Dopo le superiori ho fatto un percorso di studi che mi ha portato ad avvicinarmi al mondo delle migrazioni. Ho scoperto ASCS durante una fase di passaggio in cui non avevo ancora ben capito cosa volessi fare della mia vita. L’incontro è avvenuto per caso: ASCS mi era stata assegnata come associazione in cui fare tirocinio per un master sui temi dell’immigrazione e dell’integrazione. È stata la mia prima vera esperienza di lavoro in questo campo e mi ha aperto un mondo. Dopo i tre mesi di tirocinio sono diventata volontaria partecipando ai campi Attraverso Trieste e Attraverso Ventimiglia. Dopodiché, ho deciso di partecipare al corso di formazione per volontari, anche se non sono ancora ufficialmente partita per nessuna missione.

Tutte queste esperienze mi hanno marcata, su piani diversi. Il tirocinio, per esempio, mi ha fatto comprendere quale tipo di lavoro potessi fare nella vita, aiutandomi a dare un’immagine a ciò che prima era solo un’idea sfumata del ‘voglio lavorare nel sociale’. Il corso di formazione, poi, è stato un bel momento di riflessione su me stessa e sul mio legame col mondo delle migrazioni.
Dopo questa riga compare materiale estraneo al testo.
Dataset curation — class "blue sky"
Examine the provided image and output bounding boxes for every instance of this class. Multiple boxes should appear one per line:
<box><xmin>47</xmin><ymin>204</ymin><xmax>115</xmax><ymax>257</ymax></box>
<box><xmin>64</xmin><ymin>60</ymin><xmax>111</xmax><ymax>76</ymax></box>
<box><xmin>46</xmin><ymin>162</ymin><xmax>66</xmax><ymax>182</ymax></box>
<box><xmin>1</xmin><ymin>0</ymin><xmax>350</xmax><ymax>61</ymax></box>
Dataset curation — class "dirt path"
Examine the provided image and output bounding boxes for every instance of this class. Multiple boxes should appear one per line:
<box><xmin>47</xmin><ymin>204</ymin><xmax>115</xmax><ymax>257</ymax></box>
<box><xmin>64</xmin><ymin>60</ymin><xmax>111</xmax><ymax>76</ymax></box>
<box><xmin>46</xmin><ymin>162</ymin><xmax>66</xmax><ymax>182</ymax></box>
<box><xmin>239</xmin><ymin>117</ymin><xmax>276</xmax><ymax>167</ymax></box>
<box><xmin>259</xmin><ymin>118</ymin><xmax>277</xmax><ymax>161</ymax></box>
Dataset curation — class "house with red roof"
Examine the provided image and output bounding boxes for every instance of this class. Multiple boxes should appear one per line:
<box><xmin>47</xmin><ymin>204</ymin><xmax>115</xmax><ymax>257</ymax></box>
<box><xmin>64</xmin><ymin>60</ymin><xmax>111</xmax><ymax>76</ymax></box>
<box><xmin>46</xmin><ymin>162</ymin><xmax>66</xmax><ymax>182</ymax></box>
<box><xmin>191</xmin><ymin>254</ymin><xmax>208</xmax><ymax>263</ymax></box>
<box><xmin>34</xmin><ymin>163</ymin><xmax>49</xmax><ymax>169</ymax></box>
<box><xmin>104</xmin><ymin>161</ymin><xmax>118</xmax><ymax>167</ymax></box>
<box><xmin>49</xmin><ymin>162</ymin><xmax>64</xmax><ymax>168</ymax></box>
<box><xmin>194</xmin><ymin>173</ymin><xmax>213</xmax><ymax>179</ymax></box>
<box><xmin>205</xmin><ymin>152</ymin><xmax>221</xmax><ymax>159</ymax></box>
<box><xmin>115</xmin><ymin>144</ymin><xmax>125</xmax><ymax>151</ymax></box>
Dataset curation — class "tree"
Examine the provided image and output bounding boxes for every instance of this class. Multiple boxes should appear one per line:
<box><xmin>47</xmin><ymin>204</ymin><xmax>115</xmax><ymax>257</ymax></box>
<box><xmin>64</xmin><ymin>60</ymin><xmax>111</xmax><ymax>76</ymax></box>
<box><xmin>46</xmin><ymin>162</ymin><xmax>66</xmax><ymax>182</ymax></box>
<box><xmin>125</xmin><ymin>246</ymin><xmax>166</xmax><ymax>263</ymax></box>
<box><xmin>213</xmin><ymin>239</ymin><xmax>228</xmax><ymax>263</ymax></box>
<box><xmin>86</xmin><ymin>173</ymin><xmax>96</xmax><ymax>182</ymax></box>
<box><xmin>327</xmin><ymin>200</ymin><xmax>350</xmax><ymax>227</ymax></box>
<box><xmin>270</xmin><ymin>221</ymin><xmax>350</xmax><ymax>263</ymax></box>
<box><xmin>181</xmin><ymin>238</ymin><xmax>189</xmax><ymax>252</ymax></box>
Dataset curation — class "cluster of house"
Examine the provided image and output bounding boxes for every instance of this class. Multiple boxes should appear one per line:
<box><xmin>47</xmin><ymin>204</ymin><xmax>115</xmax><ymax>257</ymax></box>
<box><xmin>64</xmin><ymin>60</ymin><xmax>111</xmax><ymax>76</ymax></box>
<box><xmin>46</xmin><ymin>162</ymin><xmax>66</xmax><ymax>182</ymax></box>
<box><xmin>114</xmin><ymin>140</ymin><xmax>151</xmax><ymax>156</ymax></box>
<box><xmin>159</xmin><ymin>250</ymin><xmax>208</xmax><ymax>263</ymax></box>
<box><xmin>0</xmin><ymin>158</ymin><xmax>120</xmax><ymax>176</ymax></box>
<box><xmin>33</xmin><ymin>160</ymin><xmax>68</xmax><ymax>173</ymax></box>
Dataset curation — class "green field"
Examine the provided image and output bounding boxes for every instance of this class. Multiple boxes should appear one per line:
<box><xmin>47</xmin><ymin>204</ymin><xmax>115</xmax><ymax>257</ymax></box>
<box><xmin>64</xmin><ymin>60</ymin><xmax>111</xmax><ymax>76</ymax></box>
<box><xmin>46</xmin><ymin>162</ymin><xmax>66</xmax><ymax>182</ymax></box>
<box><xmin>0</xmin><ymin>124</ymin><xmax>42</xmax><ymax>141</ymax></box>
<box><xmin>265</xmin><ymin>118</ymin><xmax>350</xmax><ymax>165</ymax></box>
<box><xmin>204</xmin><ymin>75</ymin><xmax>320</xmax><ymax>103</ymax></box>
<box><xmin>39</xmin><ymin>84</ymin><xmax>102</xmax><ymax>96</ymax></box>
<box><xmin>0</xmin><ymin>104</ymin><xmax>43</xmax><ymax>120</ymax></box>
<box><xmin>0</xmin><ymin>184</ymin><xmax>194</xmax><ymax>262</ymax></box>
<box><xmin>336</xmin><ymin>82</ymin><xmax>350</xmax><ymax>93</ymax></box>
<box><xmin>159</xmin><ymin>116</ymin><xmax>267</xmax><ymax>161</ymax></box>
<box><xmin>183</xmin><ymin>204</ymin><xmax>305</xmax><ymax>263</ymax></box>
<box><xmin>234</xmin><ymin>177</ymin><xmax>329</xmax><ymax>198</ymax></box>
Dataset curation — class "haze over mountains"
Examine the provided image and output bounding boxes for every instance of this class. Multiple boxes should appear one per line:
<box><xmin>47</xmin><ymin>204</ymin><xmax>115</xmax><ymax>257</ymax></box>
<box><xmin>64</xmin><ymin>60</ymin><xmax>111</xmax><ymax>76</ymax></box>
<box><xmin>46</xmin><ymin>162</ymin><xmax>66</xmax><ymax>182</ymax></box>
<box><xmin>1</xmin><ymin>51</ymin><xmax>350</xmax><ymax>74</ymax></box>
Ma sono state le esperienze dei campi quelle che mi sono rimaste di più, come forse è normale che sia: vivere le cose in prima persona lascia sempre il segno.

Vorrei condividere in particolare un ricordo del campo Attraverso Trieste del 2021. In quei giorni siamo andati sul confine per ripulire i sentieri attraversati dai migranti durante l’ultima tappa della Rotta Balcanica. Mentre salivamo la montagna abbiamo incrociato tre ragazzi che scendevano, visibilmente stanchi e con abiti non adatti ad un’allegra escursione tra amici. Ci hanno superato timorosi e si sono fatti ancora più schivi dopo che qualcuno di noi li ha salutati. Erano spaventati da noi, cittadini europei, potenziali testimoni della loro presenza illegale sul nostro territorio. Il fatto che qualcuno potesse vedermi come minaccia, quando eravamo lì proprio per aiutare, mi ha tristemente colpita.

Il pomeriggio dello stesso giorno, mentre eravamo in piazza a Trieste a distribuire zaini e scarpe, li abbiamo visti arrivare (noi, in macchina, ci avevamo messo mezz’ora a tornare in città, loro ci avevano messo tutta la giornata). Ho provato un profondo sollievo nel vedere che ce l’avevano fatta, che non erano stati fermati dalla polizia. Nell’aria si respirava uno strano miscuglio di felicità ed entusiasmo per coloro che erano arrivati a destinazione, ma anche una sensazione di tristezza per tutti coloro che, lo sapevamo, non ci erano riusciti. E di impotenza di fronte alle inutili difficoltà che il nostro paese continuava (e continua) a imporre a chi si mette in viaggio.

Mentre tornavamo nel centro in cui dormivamo una di noi si è messa a piangere di rabbia. La volontaria con cui stava parlando le ha detto: “È giusto provare rabbia, ma non serve lasciarla a ribollire. Devi cominciare a chiederti come trasformare la tua rabbia in qualcosa di utile”. Non erano parole rivolte a me, ma mi hanno fatto un gran bene in quel momento. Continuo a ricordarmene ed è quello che continuo a ripetermi, mentre cerco pezzetto dopo pezzetto di fare la mia parte.